You are viewing a plain text version of this content. The canonical link for it is here.

Posted to user@nutch.apache.org by Jon Shoberg <jo...@shoberg.net> on 2005/08/24 21:17:30 UTC

Fetcher, Query Strings,and Duplicate Hashes (Nutch 0.7)

Has anyone looked at modifying the Fetcher code for checking of content 
duplicates?  Not to any supprise, when allowing query strings in the URL 
there is a ton of duplicate content and re-fetching going on.

The Wiki provided a brief overview of the Fetcher and what calls are 
made.  I modified the outoutPage function from Fetcher.java to use a 
MySQL DB to track hashes (MD5) of URLs and content from 
ParseText.getText().  This works "OK" and is nothing more than an 
obvious hack.

Has anyone has significant sucess with modifying the Fetcher or plugins 
to activly manage content duplication and fetcher performance in a 
better manner?

Thoughts? Ideas?

-j

Re: Fetcher, Query Strings,and Duplicate Hashes (Nutch 0.7)

Posted by Jon Shoberg <jo...@shoberg.net>.

Jon Shoberg wrote:
> Has anyone looked at modifying the Fetcher code for checking of content 
> duplicates?  Not to any supprise, when allowing query strings in the URL 
> there is a ton of duplicate content and re-fetching going on.
 >
> Has anyone has significant sucess with modifying the Fetcher or plugins 
> to activly manage content duplication and fetcher performance in a 
> better manner? 

Nutch will dedup on a merge but I am talking about managing 
deduplication of content durring the fetching process.

-j

Re: Fetcher, Query Strings,and Duplicate Hashes (Nutch 0.7)

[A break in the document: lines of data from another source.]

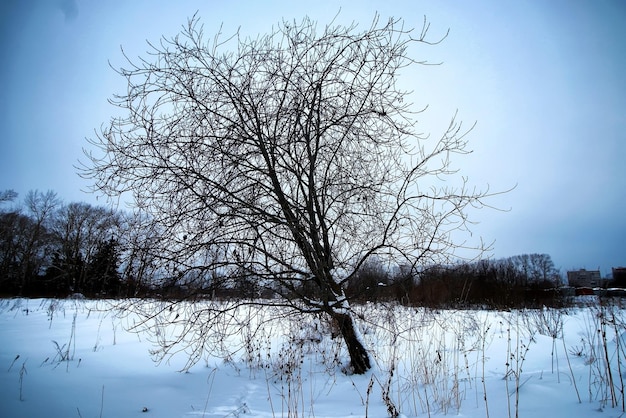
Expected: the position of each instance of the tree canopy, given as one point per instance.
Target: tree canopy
(291, 158)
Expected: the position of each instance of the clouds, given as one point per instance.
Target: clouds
(69, 8)
(544, 81)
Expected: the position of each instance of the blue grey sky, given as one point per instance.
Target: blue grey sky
(544, 80)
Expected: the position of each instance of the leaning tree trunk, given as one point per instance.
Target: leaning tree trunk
(359, 358)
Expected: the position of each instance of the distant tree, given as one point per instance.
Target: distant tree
(103, 277)
(25, 240)
(79, 229)
(292, 158)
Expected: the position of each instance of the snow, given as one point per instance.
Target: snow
(76, 358)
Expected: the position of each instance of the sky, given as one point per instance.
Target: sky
(543, 80)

Posted by Lukas Vlcek <lu...@gmail.com>.

Hi,
I need to solve related problem. I have URLs with dynamic queries and
I need to filter specific parameters only because they impact order of
items on the result page only (so from HTML point of view the result
page it is not duplicate but from information point of view it is).

Is there any easy way how can I filter specific parameters (like
"&orderBy=name") from URL before indexing?

Lukas

On 8/25/05, Michael Ji <fj...@yahoo.com> wrote:
> Hi Jon:
> 
> You have an interesting approach.
> 
> We are in the similar effort to save the unneccessary
> indexing and data duplication for the pages with the
> same content since last successful fetching.
> 
> I am thinking to add an extra data field in
> "fetchlist" data structure, which contained  content
> MD5 hashing value for the previous fetching.
> 
> If the current fetching step gets same content, I will
> skip parsing and indexing process.
> 
> Any comments?
> 
> Michael Ji,
> 
> --- Jon Shoberg <jo...@shoberg.net> wrote:
> 
> > Has anyone looked at modifying the Fetcher code for
> > checking of content
> > duplicates?  Not to any supprise, when allowing
> > query strings in the URL
> > there is a ton of duplicate content and re-fetching
> > going on.
> >
> > The Wiki provided a brief overview of the Fetcher
> > and what calls are
> > made.  I modified the outoutPage function from
> > Fetcher.java to use a
> > MySQL DB to track hashes (MD5) of URLs and content
> > from
> > ParseText.getText().  This works "OK" and is nothing
> > more than an
> > obvious hack.
> >
> > Has anyone has significant sucess with modifying the
> > Fetcher or plugins
> > to activly manage content duplication and fetcher
> > performance in a
> > better manner?
> >
> > Thoughts? Ideas?
> >
> > -j
> >
> >
> 
> 
> 
> 
> ____________________________________________________
> Start your day with Yahoo! - make it your home page
> http://www.yahoo.com/r/hs
> 
>

Re: Fetcher, Query Strings,and Duplicate Hashes (Nutch 0.7)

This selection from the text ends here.